Researchers from Professor Kausik Ray’s group at St George’s, University of London investigated the drug’s effectiveness
in primary prevention and the prevalence of side effects. They also assessed if aspirin had any impact on the risk of death from cancer among
people considered at risk of cardiovascular disease.
They analyzed data from nine clinical trials involving over 100,000 participants without a history of cardiovascular
disease. Half of the participants took aspirin and half took a placebo. The average participant in the aspirin arm of these trials took
aspirin for about six years.
The researchers found that although aspirin in conventional daily or alternate day doses reduced the risk of total
cardiovascular disease events by 10 per cent, this was largely due to a reduction in non-fatal heart attacks. It did not include a reduction
in other cardiovascular disease events including death from heart attack, or fatal or non-fatal stroke.

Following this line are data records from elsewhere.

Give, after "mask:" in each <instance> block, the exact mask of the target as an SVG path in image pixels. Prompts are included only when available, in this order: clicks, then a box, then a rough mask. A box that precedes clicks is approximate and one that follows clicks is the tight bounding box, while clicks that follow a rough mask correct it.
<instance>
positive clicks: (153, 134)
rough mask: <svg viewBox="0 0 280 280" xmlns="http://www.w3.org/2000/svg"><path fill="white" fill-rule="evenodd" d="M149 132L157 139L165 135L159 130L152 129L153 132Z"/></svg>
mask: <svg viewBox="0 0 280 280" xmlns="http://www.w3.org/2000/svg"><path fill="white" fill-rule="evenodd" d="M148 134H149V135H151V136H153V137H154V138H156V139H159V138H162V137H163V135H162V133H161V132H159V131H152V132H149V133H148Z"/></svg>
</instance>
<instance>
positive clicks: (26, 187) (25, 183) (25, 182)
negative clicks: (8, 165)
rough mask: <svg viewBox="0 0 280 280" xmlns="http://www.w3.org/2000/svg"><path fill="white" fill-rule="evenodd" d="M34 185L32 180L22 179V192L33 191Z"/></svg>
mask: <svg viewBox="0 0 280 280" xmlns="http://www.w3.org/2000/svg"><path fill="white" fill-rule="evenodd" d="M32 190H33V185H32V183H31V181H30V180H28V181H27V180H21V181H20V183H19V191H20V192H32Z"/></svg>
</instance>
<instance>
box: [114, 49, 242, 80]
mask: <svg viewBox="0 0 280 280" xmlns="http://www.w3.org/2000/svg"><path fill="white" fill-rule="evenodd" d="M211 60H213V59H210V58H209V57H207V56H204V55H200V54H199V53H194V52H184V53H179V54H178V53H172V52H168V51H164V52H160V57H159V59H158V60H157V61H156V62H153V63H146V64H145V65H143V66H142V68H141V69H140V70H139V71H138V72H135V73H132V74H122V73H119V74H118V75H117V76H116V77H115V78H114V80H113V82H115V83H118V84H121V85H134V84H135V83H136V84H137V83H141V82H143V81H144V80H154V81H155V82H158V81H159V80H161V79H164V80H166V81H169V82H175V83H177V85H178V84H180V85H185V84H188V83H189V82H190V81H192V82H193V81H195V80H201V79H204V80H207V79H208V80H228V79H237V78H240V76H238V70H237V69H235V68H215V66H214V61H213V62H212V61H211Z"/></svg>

The study also showed that this benefit was almost entirely offset by a 30 per cent increase in risk of life-threatening
or debilitating internal bleeding events. This means that while one cardiovascular disease event was averted for every 120 people treated with
aspirin for about six years, one in 73 people suffered from potentially significant bleeding during the same period.
The lead author of this report, Dr. Rao Seshasai, emphasizes that people with an established history of heart conditions
must not stop taking their medication:
“The beneficial effect of aspirin on preventing future cardiovascular disease events in people with established heart
attacks or strokes is indisputable. We urge people with these conditions not to discontinue their medication unless advised to do so by their
physicians for valid reasons.
“However, the benefits of aspirin in those individuals not known to have these conditions are far more modest than
previously believed and, in fact, aspirin treatment may potentially result in considerable harm due to major bleeding. Hence, it would be
worthwhile to review the existing recommendations, such as the US Preventive Services Task Force guidelines and the Joint British Societies’
Guidelines, for the use of this agent in low-risk populations, and consider aspirin treatment more selectively on a case-by-case basis.”
By concurrently investigating the effects that aspirin had on death from cancer in the same population, the researchers
found that, contrary to some recent reports, aspirin did not reduce the risk of death from all cancers.
Dr. Seshasai added that: “There is an enormous interest in understanding the role of aspirin in cancer prevention. No
evidence of benefit was found in the studies reviewed, but more research is needed given these were only of six years in duration.”